Una era ya vieja, con el ojo muy azul y la cabeza blanca. La otra joven, de ojos oscuros y sin signos todavía de encanecer. Estaban en la costa, como cada mañana, viendo amanecer entre las dunas lejos de los nidos de los dospatas.
– Tienes que aprender rápido —decía la anciana—. No estaré siempre aquí para poder explicarte de qué va esto.
– Sí, señora.
Siempre la llamaba señora, desde que tenía recuerdo. Le había enseñado a moverse por el mundo, a colocarse en los mejores lugares para buscar alimento y flotar sobre aguas profundas sin peligro. Todo lo que sabía se lo debía a ella.
– Mira, otro dospatas ensuciando la arena.
– ¿Dónde?
– Ahí, tirando esa cosa que se llevan al morro para echar humo. Nunca te comas una de esas cosas: es veneno.
– Sí, señora.
– Qué asco de dospatas.
La vieja odiaba a los dospatas por su facilidad para cambiar el mundo sin preocuparse de cómo podía afectar a los demás. Sin encomendarse a nadie. El último nido gigante que habían construido supuso la movilización de decenas de gatos hacia su territorio, teniendo que andarse con mucho ojo desde entonces para no ser cazadas.
– Cuidado con los gatos —decía siempre la vieja—, pero más aun con los dospatas.
– Sí, señora.
Desde las alturas le adiestraba en los extraños comportamientos de los dospatas: se quedaban quietos durante horas en la playa, traían máquinas enormes para dar vueltas a la arena o emitían ruidosos pitidos desde tierra cuando otros dospatas nadaban demasiado lejos de la costa.
– Se creen los dueños del mundo, pero sólo son un castigo para los demás.
– Pero nosotras comemos lo que ellos dejan.

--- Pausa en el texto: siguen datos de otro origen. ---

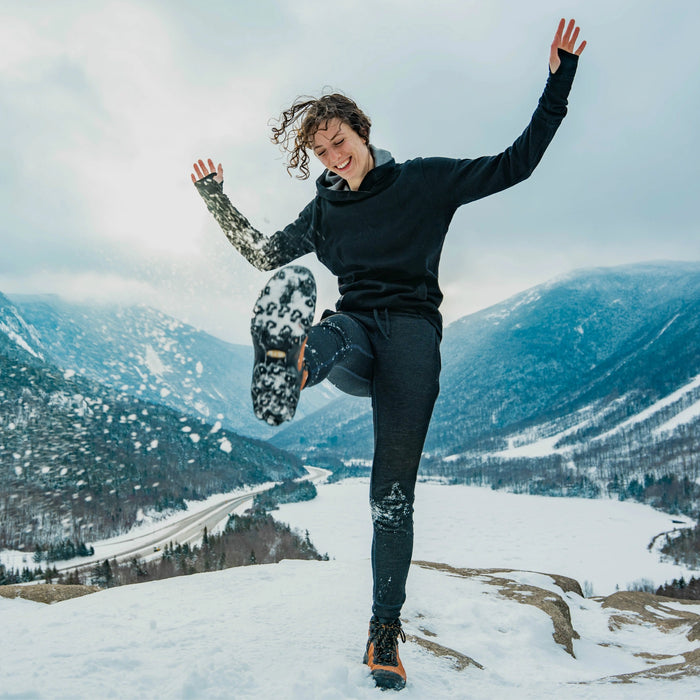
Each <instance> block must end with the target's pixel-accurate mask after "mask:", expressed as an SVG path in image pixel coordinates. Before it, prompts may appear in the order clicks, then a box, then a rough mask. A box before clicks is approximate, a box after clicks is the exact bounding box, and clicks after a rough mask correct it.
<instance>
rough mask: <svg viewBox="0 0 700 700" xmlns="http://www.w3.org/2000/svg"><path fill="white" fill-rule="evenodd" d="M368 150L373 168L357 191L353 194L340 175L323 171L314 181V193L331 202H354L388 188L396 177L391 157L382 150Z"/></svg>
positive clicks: (371, 146) (395, 168) (392, 157)
mask: <svg viewBox="0 0 700 700" xmlns="http://www.w3.org/2000/svg"><path fill="white" fill-rule="evenodd" d="M369 150H370V151H371V153H372V158H373V159H374V168H372V170H370V171H369V172H368V173H367V175H365V179H364V180H363V181H362V184H361V185H360V189H359V190H357V191H356V192H353V191H352V190H351V189H350V187H349V185H348V183H347V182H346V181H345V180H343V178H342V177H340V175H338V174H337V173H333V172H331V171H330V170H324V171H323V173H322V174H321V176H320V177H319V178H318V179H317V180H316V193H317V194H318V195H319V196H320V197H323V198H324V199H329V200H333V201H356V200H358V199H364V198H365V197H370V196H372V195H373V194H374V193H376V192H378V191H381V190H383V189H385V188H386V187H388V186H389V185H390V184H391V183H392V182H393V181H394V180H395V179H396V177H397V176H398V170H397V169H396V168H395V165H396V162H395V161H394V158H393V156H392V155H391V153H389V151H385V150H384V149H382V148H375V147H374V146H370V147H369Z"/></svg>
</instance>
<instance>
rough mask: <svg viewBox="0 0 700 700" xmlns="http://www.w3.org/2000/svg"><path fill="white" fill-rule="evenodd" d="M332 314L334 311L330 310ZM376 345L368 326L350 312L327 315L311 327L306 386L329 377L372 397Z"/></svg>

– Porque no saben aprovechar nada. Tiran y tiran y tiran, no hacen nada más. Nosotras y el mar sabemos más de la vida que todos ellos con sus nidos gigantes y sus máquinas. ¡Cuidado con sus restos! Poco de lo que sueltan es aprovechable y mucho es veneno. Huye sobre todo de las cosas de colores y brillantes que se quedan en la arena.
– Pero es lo que usan para envolver su comida, y huelen bien.
– Si lo tiran y no se lo comen por algo será. Quedará años en tu tripa como queda años en la arena y en el mar. Hazme caso, he visto a muchas como tú morir por comerse esas porquerías.
– Sí, señora.
El sol estaba ya en lo alto achicharrando de calor a los dospatas que, tumbados sobre telas cuadradas, cambiaban de color un verano más. La vieja y la joven los veían flotando desde el mar.
– Este año han venido muchos.
– Sí.
– ¿Qué les pasó el año pasado?
– No lo sé, pero no han aprendido nada. Mira —indicó con la cabeza dos cosas azules con gomas que flotaban cerca de ellas—. Este verano han traído cientos de estas pegadas a la cara y al final han acabado todas en la playa.
– Y no se pueden comer.
– Ni se comen ni se deshacen. Más suciedad de los dospatas. Más pruebas de que no se merecen este mundo.
La joven agachó la cabeza.
– ¿Y qué se puede hacer?
– Nosotras nada, es cosa de ellos.
– Qué triste.
– Lo es.
Después las dos gaviotas levantaron el vuelo en busca del almuerzo del día.